TALKING BIZ NEWS EXCLUSIVE
Sarah McBride, a Wall Street Journal reporter for 13 years before leaving earlier this year with a buyout offer, spoke to students interested in business journalism at the University of North Carolina at Chapel Hill and provided the following reporting tips.
Tips on covering a company
1. Get to know board members. McBride pointed out that they have lots of information about companies at their disposal.
2. Ask random questions. You never know what people will say. McBride once got Sirus XM Radio CEO Mel Karmazin to say on the record that he wanted to take the company private.
3. If you chat with the CEO, let his staff know. Access to the CEO is like a “Good Housekeeping seal of approval,” says McBride, letting employees know it’s OK to talk to you.
4. Look for duopoly situations. Two companies that dominate an industry will “have all kinds of dirt on each other,” says McBride.
5. Watch out for canceled vacations. McBride said the PR guy for XM passed on a planned vacation shortly before the deal with Sirius was announced.
How to cover an industry
1. Think up things that could happen, and keep asking about them. If a CEO has made some mistakes, ask whether he might be fired, says McBride.
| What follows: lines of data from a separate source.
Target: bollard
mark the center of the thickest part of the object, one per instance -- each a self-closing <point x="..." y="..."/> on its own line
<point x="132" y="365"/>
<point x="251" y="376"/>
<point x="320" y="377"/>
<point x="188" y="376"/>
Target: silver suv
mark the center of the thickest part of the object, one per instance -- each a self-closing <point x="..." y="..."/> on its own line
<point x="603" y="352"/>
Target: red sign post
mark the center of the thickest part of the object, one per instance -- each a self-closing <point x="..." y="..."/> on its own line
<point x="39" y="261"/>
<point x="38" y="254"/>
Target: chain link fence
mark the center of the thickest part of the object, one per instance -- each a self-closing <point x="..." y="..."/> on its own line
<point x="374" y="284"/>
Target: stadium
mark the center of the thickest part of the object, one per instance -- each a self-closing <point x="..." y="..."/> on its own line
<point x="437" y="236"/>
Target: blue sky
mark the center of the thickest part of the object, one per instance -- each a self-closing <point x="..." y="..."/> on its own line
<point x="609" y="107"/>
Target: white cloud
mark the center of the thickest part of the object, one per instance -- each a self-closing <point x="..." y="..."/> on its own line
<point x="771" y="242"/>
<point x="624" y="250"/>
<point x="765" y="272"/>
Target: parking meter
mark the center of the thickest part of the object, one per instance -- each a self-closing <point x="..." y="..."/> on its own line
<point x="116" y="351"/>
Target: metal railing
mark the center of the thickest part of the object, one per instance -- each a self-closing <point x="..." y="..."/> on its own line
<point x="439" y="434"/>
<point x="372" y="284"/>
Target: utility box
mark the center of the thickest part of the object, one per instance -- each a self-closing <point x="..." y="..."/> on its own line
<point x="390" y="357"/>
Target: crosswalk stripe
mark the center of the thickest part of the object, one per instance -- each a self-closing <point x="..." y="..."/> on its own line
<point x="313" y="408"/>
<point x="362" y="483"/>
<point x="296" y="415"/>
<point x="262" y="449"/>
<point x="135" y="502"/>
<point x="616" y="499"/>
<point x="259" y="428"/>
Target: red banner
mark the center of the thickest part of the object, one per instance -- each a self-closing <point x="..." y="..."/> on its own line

2. Look for tipping points. McBride broke the story that box office revenue surpassed DVD revenue for movie studios for the first time in a decade by noticing the change.
3. Company the industry to others. Look at the percentage of revenue that companies from the Internet for newspapers, TV stations and radio, says McBride. Newspapers get a lot, while radio gets little.
4. Schmooze with random people who might have an unexpected perspective. McBride talked to a Microsoft executive at a trade show who noted that the movie studios were selling the HD DVD rights to their productions in Europe while promoting only Blu-Ray technology in the States.